La salud física puede afectar en diverso grado las decisiones de los líderes pero, a final de cuentas, lo primordial en ellos es el estado de la mente. No hay nada más peligroso que un loco en el poder. Paranoia, esquizofrenia, megalomanía, como ya lo comentamos la lista es interminable. El profesor de psiquiatría de la Universidad de Duke, Jonathan Davidson, definió, junto a David Owen, lo que llamaron el síndrome de Hybris: estados de euforia, irritabilidad, poco sueño, exceso de autoconfianza, negación de la realidad, distracción y otros que acaban haciendo que los políticos sin atender ningún consejo y de forma narcisista. ¡Vaya amenaza! Tanto es así que sobra quienes proponen obligar a los políticos a someterse a test psicológicos periódicamente. No es una mala idea.
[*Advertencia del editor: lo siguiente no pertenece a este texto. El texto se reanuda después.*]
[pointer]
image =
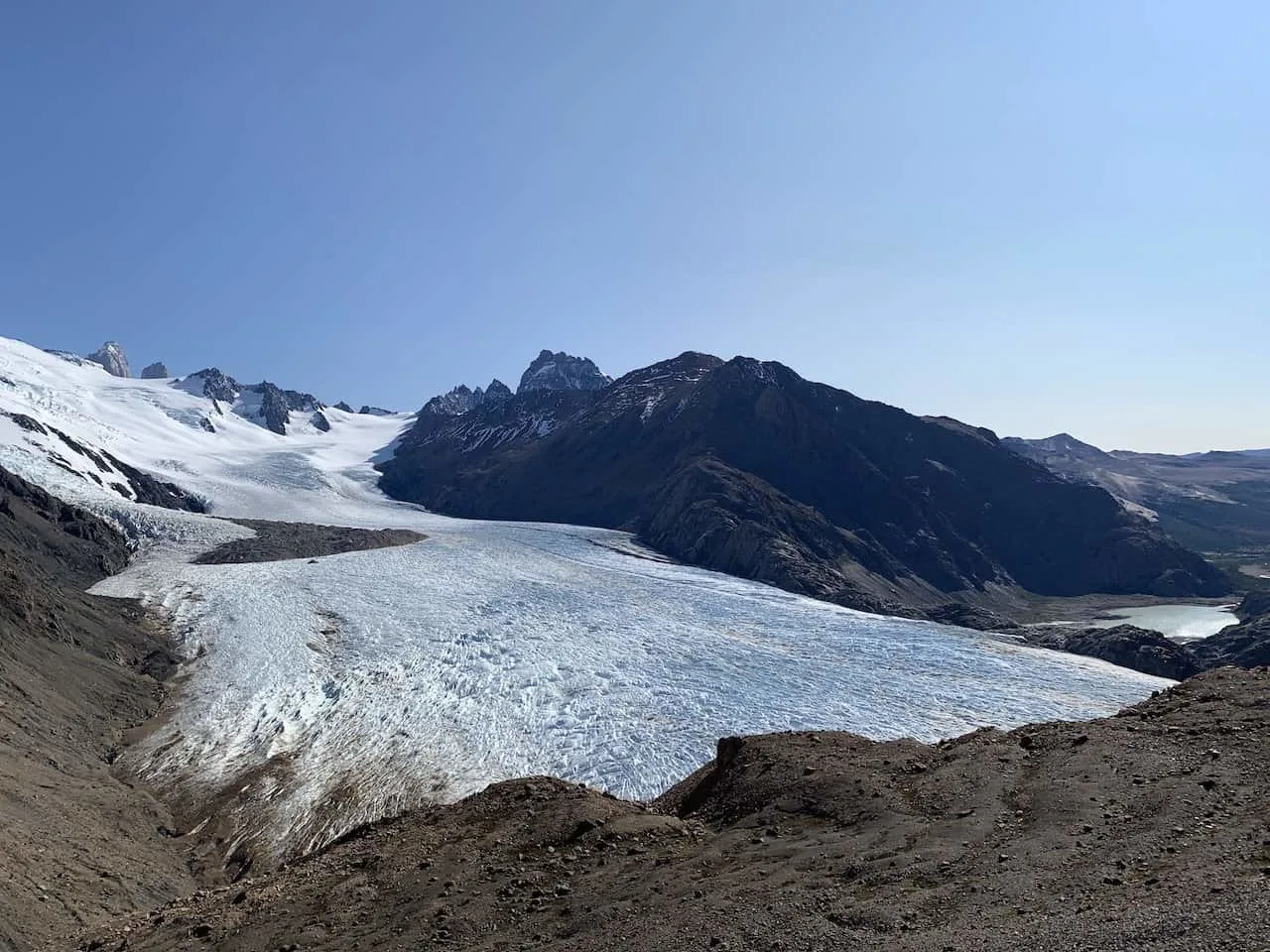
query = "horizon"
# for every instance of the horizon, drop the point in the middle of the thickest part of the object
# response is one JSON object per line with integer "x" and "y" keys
{"x": 512, "y": 380}
{"x": 1037, "y": 221}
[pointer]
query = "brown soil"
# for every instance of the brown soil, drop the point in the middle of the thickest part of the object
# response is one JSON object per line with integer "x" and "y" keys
{"x": 76, "y": 843}
{"x": 1144, "y": 830}
{"x": 276, "y": 540}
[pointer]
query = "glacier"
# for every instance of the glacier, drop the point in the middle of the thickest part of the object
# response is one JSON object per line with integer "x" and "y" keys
{"x": 318, "y": 694}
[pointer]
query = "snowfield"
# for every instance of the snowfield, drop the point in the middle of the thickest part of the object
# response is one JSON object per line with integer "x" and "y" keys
{"x": 320, "y": 694}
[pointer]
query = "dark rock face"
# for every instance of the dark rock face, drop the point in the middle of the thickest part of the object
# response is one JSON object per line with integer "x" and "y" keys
{"x": 62, "y": 537}
{"x": 214, "y": 385}
{"x": 1211, "y": 502}
{"x": 461, "y": 399}
{"x": 1243, "y": 645}
{"x": 970, "y": 617}
{"x": 111, "y": 357}
{"x": 153, "y": 492}
{"x": 458, "y": 400}
{"x": 748, "y": 468}
{"x": 1125, "y": 645}
{"x": 273, "y": 408}
{"x": 27, "y": 422}
{"x": 559, "y": 371}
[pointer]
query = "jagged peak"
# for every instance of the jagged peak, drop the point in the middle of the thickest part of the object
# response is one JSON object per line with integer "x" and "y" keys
{"x": 556, "y": 370}
{"x": 111, "y": 357}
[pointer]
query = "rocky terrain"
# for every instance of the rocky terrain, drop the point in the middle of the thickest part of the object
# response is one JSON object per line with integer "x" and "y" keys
{"x": 112, "y": 358}
{"x": 300, "y": 539}
{"x": 1211, "y": 502}
{"x": 76, "y": 673}
{"x": 748, "y": 468}
{"x": 1143, "y": 830}
{"x": 264, "y": 403}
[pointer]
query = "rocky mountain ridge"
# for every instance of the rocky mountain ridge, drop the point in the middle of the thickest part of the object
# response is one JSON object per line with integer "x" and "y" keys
{"x": 746, "y": 467}
{"x": 1211, "y": 502}
{"x": 112, "y": 358}
{"x": 264, "y": 403}
{"x": 559, "y": 371}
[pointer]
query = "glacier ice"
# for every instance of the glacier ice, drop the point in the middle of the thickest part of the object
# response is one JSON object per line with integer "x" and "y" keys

Con lo que respecta con la enfermedad de nuestro Peje, contagiado de Covid, muy deseable sería que las autoridades responsables informaran a la población puntual, verídica y periódicamente sobre el estado de salud del jefe del Estado mexicano. El presidente no debe jugar a ser una especie de “Kim Jong-un” de Petatiux (ya de por sí Kim Jong-un es de Petatiux). Informar responsablemente es la única forma de combatir de manera eficaz la propalación de chismes maliciosos y desestabilizadores. Ojalá empiecen a hacerlo, ¡ya!